This is one of those thing that makes me ask, "what do they know and when do they know it?"

The other thing that goes along with that is, most actual cutting edge science is many years in advance of what is publicly acknowledged. This leads to the notion of what sorts of abilities do they have, but aren't admitting to...


Oh, by the way...

reply to post by kdog1982

the predictions page still has a few restricted access sections...

Any of you Guy Fawkes fans out there wanna see if you can take a peek?
edit on 5-2-2012 by jadedANDcynical because: A bit more

edit on 5-2-2012 by jadedANDcynical because: Fixed link

posted on Feb, 5 2012 @ 10:30 PM
reply to post by jadedANDcynical

Yes!

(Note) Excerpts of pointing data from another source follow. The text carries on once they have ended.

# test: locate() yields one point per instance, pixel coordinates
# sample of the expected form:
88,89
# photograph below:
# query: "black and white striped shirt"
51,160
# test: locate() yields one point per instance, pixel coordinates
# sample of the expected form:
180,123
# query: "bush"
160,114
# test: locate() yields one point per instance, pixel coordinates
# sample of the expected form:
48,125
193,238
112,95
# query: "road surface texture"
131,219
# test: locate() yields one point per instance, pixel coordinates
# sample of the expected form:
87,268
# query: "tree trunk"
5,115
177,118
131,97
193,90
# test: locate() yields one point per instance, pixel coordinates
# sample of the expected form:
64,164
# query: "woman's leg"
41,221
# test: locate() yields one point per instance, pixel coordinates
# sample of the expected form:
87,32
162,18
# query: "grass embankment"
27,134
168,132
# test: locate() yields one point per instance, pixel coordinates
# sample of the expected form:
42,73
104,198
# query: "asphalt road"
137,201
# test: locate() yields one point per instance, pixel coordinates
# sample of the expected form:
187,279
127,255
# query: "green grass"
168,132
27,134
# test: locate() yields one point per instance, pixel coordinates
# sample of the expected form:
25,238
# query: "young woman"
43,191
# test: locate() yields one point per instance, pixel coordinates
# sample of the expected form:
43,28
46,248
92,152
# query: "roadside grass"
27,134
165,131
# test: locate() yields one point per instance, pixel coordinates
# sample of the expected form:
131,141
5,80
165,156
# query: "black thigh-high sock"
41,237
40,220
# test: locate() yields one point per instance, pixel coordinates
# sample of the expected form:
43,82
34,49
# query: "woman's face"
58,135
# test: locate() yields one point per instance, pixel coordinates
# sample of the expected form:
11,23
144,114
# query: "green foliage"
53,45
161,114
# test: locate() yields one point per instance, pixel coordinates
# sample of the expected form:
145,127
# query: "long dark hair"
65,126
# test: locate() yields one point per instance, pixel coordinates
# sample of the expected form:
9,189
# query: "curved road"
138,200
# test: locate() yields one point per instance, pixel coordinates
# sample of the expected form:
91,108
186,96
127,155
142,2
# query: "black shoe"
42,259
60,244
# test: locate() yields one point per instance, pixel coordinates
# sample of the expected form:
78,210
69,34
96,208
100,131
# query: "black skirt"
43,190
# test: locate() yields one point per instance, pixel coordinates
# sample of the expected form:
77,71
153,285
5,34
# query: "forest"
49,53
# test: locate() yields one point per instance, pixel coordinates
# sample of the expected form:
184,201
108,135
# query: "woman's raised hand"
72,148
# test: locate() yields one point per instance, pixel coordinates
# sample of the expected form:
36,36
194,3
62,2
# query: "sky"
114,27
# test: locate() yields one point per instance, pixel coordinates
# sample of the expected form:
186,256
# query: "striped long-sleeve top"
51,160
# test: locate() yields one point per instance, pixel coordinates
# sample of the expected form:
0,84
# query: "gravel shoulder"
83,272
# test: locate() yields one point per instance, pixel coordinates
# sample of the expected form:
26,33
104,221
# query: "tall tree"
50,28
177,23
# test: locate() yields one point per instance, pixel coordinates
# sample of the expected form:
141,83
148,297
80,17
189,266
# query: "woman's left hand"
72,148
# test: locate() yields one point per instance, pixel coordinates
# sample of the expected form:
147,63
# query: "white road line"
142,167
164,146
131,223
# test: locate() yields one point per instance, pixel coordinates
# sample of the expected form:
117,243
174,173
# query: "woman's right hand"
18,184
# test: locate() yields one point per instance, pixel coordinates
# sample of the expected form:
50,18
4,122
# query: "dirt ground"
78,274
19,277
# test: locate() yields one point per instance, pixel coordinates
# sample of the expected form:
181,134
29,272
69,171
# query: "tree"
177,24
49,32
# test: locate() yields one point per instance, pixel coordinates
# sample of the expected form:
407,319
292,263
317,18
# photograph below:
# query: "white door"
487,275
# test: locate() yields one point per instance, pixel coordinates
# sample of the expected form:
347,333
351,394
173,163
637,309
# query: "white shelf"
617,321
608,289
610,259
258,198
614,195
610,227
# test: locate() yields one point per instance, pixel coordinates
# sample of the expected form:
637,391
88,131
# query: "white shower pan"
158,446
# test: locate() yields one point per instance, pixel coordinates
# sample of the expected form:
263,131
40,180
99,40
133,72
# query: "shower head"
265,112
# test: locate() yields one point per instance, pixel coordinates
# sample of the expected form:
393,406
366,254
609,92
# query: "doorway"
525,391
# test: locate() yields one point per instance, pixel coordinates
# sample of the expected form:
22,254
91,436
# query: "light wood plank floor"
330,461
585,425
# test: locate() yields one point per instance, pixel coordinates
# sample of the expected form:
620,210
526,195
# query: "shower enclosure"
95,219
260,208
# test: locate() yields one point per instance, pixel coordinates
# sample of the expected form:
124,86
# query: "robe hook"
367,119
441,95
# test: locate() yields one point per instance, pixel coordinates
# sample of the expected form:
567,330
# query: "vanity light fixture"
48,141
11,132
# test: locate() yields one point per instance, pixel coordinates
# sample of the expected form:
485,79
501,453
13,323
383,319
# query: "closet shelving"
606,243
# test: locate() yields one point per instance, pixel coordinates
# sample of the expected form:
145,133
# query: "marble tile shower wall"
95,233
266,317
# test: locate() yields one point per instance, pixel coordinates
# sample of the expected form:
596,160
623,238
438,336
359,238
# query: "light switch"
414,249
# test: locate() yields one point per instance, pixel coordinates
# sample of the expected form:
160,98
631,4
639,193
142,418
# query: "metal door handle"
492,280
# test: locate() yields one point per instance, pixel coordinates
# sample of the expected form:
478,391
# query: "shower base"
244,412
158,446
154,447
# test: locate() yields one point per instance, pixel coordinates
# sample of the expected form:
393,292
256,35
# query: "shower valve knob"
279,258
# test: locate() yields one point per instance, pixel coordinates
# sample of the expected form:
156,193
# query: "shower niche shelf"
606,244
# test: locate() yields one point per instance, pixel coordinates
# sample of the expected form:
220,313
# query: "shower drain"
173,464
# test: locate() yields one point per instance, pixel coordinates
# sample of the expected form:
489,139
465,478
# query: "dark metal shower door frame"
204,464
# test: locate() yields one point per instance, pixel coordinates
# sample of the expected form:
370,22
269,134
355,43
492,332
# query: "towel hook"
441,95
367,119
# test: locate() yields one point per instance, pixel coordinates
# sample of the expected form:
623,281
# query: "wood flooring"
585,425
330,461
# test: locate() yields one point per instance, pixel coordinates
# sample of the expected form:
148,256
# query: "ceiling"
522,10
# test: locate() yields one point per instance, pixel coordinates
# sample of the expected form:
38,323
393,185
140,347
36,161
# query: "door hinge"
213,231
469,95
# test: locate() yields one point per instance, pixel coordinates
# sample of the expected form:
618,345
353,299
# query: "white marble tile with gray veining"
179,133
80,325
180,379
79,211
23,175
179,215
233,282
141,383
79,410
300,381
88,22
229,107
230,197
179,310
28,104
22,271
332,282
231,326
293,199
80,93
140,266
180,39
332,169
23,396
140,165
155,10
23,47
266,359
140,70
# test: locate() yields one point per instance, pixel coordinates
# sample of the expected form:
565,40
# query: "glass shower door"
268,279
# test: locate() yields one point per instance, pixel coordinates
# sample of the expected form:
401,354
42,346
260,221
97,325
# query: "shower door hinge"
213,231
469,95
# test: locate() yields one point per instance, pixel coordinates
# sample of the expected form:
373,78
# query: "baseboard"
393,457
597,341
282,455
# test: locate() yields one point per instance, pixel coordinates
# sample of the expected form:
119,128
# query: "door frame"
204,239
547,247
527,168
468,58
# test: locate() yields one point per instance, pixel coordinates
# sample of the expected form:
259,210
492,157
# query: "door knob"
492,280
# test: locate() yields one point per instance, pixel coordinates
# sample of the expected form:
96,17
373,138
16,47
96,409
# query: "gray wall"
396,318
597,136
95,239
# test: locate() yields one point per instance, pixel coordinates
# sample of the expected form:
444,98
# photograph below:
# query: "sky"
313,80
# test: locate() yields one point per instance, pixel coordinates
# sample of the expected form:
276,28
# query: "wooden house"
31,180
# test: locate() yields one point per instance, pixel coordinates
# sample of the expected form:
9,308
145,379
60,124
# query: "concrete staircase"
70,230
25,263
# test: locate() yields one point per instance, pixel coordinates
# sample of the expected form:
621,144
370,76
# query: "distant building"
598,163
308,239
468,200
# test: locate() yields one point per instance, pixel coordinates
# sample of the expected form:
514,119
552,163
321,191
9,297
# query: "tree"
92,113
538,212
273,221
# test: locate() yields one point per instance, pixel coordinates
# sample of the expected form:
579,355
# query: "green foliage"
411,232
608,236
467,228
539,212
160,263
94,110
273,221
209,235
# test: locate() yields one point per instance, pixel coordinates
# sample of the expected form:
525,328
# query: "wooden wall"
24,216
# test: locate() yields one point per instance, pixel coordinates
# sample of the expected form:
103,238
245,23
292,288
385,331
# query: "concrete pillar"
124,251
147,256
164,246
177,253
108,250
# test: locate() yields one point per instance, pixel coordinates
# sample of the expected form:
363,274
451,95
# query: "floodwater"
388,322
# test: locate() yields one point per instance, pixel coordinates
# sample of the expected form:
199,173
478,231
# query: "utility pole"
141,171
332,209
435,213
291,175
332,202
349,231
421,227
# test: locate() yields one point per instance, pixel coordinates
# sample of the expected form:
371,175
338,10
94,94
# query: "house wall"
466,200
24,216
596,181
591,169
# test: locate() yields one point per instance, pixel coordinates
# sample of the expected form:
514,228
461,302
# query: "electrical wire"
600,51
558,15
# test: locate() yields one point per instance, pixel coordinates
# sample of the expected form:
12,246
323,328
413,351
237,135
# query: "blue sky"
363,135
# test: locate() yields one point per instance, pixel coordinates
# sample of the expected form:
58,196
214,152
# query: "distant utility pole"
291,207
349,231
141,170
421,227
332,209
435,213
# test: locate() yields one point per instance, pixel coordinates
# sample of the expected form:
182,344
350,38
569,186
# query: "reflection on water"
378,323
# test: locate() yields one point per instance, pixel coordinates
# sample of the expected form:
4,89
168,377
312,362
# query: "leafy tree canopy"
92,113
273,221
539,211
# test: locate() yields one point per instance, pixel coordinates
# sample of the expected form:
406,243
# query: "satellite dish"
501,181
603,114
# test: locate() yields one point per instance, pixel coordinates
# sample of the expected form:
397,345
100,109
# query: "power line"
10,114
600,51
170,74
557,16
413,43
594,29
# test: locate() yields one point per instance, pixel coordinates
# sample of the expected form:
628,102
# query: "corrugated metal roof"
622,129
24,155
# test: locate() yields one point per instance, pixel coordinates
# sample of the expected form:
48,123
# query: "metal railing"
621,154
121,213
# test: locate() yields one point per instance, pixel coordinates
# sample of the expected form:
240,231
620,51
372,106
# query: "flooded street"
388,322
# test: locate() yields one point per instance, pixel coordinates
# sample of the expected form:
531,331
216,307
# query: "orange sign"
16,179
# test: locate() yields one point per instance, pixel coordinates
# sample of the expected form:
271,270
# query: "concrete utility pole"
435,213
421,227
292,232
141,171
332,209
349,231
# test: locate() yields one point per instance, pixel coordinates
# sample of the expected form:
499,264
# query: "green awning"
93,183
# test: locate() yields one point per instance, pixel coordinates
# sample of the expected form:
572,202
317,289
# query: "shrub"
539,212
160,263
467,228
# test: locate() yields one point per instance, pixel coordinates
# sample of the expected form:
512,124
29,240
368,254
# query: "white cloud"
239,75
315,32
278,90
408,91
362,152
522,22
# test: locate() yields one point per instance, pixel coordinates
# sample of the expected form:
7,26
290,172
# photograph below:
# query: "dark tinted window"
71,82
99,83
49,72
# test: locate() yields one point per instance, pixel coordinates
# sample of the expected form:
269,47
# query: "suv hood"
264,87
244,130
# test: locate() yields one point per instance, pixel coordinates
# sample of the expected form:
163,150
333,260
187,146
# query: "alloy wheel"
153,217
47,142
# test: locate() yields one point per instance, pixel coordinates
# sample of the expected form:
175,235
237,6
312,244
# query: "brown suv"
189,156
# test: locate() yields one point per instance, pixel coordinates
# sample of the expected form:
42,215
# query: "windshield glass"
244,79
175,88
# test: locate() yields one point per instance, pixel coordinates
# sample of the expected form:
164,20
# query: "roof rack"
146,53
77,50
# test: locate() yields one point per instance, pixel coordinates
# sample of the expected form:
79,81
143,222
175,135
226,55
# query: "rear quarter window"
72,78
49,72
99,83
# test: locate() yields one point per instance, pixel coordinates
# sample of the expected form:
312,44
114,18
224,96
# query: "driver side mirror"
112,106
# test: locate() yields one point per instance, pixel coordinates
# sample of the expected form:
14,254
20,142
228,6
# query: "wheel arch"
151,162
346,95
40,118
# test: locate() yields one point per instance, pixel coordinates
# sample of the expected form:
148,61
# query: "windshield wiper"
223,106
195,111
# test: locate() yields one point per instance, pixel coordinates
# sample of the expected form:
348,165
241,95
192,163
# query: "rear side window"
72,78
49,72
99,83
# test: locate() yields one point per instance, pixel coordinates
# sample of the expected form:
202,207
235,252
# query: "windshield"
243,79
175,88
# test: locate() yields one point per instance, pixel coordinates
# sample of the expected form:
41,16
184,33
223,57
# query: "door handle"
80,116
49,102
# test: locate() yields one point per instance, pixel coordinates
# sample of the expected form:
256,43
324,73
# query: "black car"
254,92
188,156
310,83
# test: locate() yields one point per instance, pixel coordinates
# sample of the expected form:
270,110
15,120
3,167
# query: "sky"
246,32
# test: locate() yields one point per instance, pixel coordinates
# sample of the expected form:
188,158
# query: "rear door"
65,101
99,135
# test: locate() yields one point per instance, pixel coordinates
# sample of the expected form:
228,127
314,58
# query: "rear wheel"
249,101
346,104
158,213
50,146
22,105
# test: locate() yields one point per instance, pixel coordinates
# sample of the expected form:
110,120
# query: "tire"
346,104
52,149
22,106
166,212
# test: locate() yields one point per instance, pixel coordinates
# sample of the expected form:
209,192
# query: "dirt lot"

Thanks for that JC.

And on that same site we have this.

The current goals of the Institute are the following.
Scenarious of development of instability in hierarchical nonlinear (chaotic) system: theory and numerical simulation.
New generation of earthquake prediction algorithms, with tenfold increase of accuracy. This is based on integration of modeling, phenomenology, and neotectonics. Instability/seismicity of platforms.
Reconsideration of instability for the sites of high-risk construction. Monitoring of stress-strain field in seismic regions.
Kinematic and geometric incompatibility in the fault system. Interaction with civic protection authorities in estimation of seismic risk and in earthquake prediction.
Geophysical fluid dynamics: interplay between mantle flows and surface processes.
New state-of-the-art broadband seismograph (now being tested in Belgium and UK).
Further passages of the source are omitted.